Task 1.1: Data Collection [M1-M12]
- Mobile app traffic collection [UNINA]
For this task, UNINA RU will leverage the already available MIRAGE architecture allowing for capturing the traffic generated by handheld devices operated by human users. The system for collecting mobile-app traffic will be refined and enhanced. POLITO will install a second traffic-capture architecture in their premises The collected data will be used to demonstrate XInternet approaches in the context of Mobile-app traffic classification and prediction. - Smart Honeypot Infrastructure [POLITO]
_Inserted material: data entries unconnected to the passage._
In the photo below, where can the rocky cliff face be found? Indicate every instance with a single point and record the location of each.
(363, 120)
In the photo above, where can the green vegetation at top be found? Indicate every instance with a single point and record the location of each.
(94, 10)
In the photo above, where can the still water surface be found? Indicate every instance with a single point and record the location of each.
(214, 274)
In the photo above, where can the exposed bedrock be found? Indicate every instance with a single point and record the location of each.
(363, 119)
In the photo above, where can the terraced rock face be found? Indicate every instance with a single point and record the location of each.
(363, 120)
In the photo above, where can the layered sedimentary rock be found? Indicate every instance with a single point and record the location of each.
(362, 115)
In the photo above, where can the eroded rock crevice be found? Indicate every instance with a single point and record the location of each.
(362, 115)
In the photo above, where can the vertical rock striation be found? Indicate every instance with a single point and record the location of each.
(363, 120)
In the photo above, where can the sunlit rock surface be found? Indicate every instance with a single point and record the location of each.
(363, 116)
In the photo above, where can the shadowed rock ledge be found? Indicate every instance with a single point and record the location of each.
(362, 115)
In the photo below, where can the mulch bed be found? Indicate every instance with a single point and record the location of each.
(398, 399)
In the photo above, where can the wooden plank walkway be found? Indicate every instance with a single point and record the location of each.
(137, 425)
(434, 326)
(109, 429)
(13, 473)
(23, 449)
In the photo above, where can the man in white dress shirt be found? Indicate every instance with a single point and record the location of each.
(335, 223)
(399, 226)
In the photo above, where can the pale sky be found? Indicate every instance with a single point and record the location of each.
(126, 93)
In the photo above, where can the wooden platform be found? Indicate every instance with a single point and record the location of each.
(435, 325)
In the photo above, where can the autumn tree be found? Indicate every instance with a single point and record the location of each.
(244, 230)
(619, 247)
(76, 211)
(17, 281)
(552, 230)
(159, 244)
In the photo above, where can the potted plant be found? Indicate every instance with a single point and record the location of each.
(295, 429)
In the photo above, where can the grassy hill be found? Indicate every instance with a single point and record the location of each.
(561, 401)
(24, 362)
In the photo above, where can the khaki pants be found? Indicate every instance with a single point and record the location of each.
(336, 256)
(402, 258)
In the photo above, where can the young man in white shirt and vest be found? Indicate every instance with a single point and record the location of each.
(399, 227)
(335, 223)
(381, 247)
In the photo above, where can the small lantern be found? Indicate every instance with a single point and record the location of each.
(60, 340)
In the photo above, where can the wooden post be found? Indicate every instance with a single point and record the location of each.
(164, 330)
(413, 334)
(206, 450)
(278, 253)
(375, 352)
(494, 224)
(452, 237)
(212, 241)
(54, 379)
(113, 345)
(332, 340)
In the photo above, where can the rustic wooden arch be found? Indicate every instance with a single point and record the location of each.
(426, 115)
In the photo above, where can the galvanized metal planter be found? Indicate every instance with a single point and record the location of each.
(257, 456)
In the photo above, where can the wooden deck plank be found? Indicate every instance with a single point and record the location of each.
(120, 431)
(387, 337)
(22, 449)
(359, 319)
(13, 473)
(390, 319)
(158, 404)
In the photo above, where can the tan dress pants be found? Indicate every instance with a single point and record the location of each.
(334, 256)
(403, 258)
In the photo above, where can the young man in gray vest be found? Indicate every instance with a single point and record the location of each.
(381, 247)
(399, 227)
In this task, POLITO RU improves the flexible infrastructure already present in their premises. It consists of 4 /24 networks that can be seamlessly configured as darknets (no service-connected) or vertical and smart honeypots. It will be transformed as a virtual appliance to facilitate the installation on other premises. UNINA will install a second sensor in their premises. This data will be used to demonstrate and test the XInternet approach in the context of cybersecurity.
Task 1.2: Labeling and Sharing [M6-M18]
To foster reproducibility and collaboration with external partners, we will make all the datasets usable according to the FAIR principles. Firstly, we will annotate the datasets with instrumental labels that can be used to verify the performance of AI algorithms (class labels for traffic and attacks). Secondly, we will make the dataset available on the project website and link them to other initiatives (e.g., IEEE Dataport and Caida Stardust project).
DELIVERABLE:
- D1.1 [M12 - POLITO] - Description of the software tools used for the data collection.
- D1.2 [M18- UNINA] - Description of the open data and benchmarks.